CAMPOBASSO. Rischiano di passare un po’ in sordina ma rappresentano un test elettorale dal quale poi dipenderanno scelte e strategie.

Parliamo delle elezioni per la Provincia di Campobasso e l’appuntamento è proprio dietro l’angolo: sono stati già convocati i comizi elettorali e le scadenze, a norma di legge, prevedono che le liste potranno essere presentate tra il 10 e l’11 ottobre prossimi mentre si voterà a fine mese, il 31.

Nel centrodestra il momento si vive con un certo ottimismo, il risultato previsto non sembrerebbe lasciare scampo al centrosinistra: 8 a 2, se non addirittura 9 a 1. Sarebbero anche già pronte due liste e si starebbe lavorando su una terza rosa di nomi. In pratica, considerato il momento e le modalità per l’elezione dei consiglieri provinciali, per il presidente Battista potrebbe paventarsi un Consiglio politicamente ostile.
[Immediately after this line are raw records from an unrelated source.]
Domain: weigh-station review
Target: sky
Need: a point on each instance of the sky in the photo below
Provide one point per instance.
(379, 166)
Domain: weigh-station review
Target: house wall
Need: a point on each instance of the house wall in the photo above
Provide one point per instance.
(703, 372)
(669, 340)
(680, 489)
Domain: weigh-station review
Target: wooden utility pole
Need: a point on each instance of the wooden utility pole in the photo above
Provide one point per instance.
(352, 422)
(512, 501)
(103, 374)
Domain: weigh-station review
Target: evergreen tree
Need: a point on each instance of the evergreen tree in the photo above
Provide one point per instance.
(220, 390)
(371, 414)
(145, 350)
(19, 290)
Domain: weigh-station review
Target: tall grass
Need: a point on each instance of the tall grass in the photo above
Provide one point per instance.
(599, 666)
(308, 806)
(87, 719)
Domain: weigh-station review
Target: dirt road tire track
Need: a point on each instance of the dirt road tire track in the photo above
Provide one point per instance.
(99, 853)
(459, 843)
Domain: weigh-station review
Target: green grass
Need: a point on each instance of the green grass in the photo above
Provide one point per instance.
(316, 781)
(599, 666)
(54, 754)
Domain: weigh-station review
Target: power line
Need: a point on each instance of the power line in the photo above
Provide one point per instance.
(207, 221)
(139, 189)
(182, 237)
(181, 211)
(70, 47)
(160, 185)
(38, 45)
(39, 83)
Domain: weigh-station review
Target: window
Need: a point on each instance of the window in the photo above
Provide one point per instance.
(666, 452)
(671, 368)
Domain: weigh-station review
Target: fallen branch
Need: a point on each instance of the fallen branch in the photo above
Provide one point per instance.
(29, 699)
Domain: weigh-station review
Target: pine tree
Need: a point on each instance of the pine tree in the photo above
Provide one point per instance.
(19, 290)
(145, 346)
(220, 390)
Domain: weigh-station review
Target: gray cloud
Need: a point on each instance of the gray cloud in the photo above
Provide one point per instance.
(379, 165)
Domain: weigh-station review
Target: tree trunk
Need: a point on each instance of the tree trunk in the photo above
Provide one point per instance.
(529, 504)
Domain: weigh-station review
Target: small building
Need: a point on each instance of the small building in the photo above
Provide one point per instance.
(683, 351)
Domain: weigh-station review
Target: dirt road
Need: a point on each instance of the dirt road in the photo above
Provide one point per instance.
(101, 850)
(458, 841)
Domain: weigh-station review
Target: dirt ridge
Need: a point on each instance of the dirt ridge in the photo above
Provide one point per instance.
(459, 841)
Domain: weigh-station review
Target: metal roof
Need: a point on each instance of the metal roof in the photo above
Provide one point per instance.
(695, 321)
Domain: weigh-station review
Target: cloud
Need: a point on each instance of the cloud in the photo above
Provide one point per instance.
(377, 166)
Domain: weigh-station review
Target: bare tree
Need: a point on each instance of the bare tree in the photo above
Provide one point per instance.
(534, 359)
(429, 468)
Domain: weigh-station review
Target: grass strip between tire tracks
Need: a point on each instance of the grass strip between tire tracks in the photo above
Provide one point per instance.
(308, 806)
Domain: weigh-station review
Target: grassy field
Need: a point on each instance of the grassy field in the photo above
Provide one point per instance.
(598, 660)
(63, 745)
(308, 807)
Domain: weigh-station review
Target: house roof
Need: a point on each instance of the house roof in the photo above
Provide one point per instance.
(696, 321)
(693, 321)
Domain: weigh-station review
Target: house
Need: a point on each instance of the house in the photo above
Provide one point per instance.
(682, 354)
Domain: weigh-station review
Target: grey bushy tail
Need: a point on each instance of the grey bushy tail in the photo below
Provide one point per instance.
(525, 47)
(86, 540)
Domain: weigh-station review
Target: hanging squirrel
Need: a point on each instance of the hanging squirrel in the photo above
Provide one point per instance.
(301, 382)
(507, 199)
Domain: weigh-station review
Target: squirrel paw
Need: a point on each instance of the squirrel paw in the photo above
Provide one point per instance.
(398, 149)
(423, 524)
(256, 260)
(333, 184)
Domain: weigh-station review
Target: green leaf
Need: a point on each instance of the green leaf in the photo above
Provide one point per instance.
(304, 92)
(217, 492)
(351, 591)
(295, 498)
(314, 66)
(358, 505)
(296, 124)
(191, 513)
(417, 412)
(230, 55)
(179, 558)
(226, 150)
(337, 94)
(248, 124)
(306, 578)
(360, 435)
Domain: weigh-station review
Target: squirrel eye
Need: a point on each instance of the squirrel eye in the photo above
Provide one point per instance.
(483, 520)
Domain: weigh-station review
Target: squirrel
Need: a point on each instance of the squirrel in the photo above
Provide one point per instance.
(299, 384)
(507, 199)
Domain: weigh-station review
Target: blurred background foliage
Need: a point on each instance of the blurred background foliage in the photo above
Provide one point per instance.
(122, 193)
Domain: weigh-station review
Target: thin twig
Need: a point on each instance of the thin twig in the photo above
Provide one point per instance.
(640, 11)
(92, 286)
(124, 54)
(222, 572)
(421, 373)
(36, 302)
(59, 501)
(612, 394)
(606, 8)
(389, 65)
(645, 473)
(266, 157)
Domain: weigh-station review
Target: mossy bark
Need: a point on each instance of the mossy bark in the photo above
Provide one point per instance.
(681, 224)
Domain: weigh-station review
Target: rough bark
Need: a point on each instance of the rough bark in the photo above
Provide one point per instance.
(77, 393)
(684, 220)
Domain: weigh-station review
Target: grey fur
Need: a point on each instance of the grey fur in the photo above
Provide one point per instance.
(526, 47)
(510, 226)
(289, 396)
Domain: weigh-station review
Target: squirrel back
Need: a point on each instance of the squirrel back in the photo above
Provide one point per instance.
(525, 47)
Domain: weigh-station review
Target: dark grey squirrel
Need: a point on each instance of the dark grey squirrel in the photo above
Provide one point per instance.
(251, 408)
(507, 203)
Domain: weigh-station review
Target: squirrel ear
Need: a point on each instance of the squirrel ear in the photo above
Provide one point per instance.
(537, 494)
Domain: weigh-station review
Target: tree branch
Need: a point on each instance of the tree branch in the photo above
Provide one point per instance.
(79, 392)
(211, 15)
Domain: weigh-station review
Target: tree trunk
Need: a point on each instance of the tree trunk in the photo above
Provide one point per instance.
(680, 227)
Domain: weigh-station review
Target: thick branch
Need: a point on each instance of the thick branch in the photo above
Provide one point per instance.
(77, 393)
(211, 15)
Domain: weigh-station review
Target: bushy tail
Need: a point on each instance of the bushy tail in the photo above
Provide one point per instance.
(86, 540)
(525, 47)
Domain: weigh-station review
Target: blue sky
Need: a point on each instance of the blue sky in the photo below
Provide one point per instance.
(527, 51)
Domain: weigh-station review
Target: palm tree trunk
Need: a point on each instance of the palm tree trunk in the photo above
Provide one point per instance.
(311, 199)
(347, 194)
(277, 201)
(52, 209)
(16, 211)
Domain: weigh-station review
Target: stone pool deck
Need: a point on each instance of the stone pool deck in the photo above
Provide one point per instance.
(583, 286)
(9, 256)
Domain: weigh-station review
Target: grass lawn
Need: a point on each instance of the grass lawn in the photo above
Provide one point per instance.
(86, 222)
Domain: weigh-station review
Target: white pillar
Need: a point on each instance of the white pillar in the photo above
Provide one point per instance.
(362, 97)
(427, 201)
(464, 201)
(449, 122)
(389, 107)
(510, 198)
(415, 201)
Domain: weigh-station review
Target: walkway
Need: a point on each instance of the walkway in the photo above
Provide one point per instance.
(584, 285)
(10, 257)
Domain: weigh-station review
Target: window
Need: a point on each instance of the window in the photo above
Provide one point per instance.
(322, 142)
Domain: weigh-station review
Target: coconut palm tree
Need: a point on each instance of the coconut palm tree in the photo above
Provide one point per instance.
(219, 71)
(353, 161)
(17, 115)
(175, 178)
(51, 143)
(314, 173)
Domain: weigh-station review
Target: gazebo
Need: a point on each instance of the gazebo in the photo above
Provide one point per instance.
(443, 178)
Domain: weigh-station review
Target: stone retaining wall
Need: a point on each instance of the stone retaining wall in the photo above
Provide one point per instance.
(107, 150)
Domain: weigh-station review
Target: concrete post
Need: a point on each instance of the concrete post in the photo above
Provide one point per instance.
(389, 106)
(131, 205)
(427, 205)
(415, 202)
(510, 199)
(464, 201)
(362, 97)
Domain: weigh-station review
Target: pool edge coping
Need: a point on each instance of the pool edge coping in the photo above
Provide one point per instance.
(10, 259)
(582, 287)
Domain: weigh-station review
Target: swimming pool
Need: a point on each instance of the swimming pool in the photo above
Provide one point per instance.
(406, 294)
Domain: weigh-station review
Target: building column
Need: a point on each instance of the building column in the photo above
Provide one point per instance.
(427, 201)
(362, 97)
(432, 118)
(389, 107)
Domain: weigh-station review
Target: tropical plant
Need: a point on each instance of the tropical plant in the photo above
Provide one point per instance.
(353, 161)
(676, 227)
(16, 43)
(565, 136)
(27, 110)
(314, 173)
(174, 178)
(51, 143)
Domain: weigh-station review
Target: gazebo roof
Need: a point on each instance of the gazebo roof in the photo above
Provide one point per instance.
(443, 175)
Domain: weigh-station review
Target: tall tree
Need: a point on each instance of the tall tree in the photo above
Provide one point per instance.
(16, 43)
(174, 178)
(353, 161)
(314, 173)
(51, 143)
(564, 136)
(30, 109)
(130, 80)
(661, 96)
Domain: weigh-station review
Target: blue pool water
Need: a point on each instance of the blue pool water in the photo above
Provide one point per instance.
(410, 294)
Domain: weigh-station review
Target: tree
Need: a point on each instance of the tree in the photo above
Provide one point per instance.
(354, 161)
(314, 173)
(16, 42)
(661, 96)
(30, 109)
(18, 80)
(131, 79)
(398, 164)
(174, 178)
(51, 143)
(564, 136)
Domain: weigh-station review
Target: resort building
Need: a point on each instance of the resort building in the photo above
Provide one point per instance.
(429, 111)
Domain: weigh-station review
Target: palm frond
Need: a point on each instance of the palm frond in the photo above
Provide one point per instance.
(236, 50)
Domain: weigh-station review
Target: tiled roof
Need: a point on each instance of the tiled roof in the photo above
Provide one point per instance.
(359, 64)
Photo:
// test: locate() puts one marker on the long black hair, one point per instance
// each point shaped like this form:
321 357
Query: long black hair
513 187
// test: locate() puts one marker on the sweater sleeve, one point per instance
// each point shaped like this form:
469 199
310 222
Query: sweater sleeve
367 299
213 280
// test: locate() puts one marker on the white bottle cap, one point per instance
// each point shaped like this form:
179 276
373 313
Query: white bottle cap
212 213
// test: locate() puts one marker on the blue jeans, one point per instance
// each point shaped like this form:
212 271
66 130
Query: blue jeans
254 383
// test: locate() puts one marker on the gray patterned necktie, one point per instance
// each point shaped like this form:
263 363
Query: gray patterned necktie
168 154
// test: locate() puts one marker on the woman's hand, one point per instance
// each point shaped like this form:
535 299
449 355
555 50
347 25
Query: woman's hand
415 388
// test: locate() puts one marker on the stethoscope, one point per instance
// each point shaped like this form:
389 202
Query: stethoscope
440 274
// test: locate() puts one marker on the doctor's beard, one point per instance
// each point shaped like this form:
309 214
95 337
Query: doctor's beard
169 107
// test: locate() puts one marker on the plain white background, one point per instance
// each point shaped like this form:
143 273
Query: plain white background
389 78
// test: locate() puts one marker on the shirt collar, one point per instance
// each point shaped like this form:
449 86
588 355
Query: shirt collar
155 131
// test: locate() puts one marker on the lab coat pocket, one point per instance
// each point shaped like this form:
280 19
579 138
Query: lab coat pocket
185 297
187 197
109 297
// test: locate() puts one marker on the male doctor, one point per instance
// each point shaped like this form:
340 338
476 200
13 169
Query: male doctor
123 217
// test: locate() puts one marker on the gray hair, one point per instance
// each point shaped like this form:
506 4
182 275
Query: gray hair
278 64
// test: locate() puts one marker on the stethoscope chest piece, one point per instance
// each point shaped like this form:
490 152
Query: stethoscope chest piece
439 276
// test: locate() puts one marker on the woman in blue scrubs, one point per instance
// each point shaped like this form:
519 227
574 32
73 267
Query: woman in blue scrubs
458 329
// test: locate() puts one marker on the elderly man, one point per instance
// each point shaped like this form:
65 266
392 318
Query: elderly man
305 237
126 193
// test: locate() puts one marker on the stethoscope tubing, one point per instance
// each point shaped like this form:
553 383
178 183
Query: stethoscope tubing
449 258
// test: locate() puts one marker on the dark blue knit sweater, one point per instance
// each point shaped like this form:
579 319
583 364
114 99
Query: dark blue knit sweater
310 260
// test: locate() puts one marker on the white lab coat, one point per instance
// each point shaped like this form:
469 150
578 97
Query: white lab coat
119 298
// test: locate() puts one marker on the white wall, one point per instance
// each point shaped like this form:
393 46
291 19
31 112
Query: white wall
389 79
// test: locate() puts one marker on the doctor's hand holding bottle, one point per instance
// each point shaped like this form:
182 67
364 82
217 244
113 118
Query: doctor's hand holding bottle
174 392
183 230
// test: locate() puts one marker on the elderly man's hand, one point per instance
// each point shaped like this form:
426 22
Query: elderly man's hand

I partiti e i movimenti che governano la Regione dallo scorso mese di aprile sono intenzionati a far valere la propria forza, in termini di consenso. Per la prossima settimana è già stata convocata una riunione per trattare sia delle Provinciali che degli appuntamenti elettorali che seguiranno, nei prossimi mesi.  Si rinnovano i Consigli comunali di Campobasso, Termoli e Campomarino, tanto per cominciare. E poi ci saranno le Europee.

La corsa per salire sul carro del presidente Toma è iniziata, e già da qualche settimana. Voci insistenti darebbero almeno tre degli assessori di Palazzo San Giorgio al lavoro alacremente per transitare nel centrodestra. E anche qualche consigliere, al momento vicino al sindaco, avrebbe avviato contatti con esponenti della maggioranza regionale: una sorta di “sponsorizzazione” utile per non trovare, quando sarà, una fredda accoglienza.